Another thing retailers can do is make sure themselves and their staff are talking to customers and helping them out with purchases when it comes to small tanks. If someone wants a small aquarium that isn’t part of a kit, they need to be sure they are buying the right type of filter and lighting to keep the water safe and the fish healthy. Advancement in lighting and filtration systems have meant that these pieces of equipment are better at keeping the environment healthy for fish in small habitats.

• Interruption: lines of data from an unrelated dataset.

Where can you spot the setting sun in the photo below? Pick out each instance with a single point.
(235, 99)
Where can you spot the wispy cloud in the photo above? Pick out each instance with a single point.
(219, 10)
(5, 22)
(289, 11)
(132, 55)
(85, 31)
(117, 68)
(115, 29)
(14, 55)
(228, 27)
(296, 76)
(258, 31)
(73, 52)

And whether you’re selling an aquarium or an entire kit, retailers need to be informed about the different types of fish that enjoy small spaces and won’t outgrow the tank. Some good species for small tanks are small clownfish, gobies, bettas, least killifish and the Boraras species.
New Offerings Keep Things Fresh
The popularity of nano aquariums is positive for both retailers and their customers because it means manufacturers are constantly coming out with new products to keep the category fresh.
Along with the Cresent aquariums, Tetra has introduced a new half-moon shaped bubbling LED kit. The crescent and half-moon shaped aquariums feature seamless, curved fronts that allow for better viewing of the fish and an even bolder decorative statement in the home or office.
Coralife’s BioCube, which has been a popular offering, is being enhanced with new features, including an upgraded cooling system, a quiet submersible pump with a better flow rate than what was previously included in the kit and a clear glass back panel. Both the BioCube and Tetra’s small aquarium kits come with LED lighting and an appropriate-sized filtration system.
Seamless aquariums are just one new trend in the small aquarium category. Aquatop is introducing a rimless tank as well with its Euro bow-front tanks.
“These tanks offer customers a more European style and provide a great look to add to any room,” Chai said.
Another exciting new entry on the market is the Nanoponic three and five gallon aquariums from Aquatop. These aquariums combine the two hobbies of hydroponics and fish-keeping in one place. In addition to a built-in filtration system and a waterproof LED light, the Nanoponic aquarium comes with a top-mounted plant tray that can be used to display the artificial plants that come with the aquarium or to plant herbs and other small plants that can take advantage of the nutrient-filled water of the aquarium.
It’s clear there are big advantages to thinking small when it comes to the fish category. Whether you cater to avid fish keepers or new pet owners, having a wide variety of small aquariums and appropriate accessories can help increase sales. Now is the time to be sure you have the right options available for people looking to expand their hobby.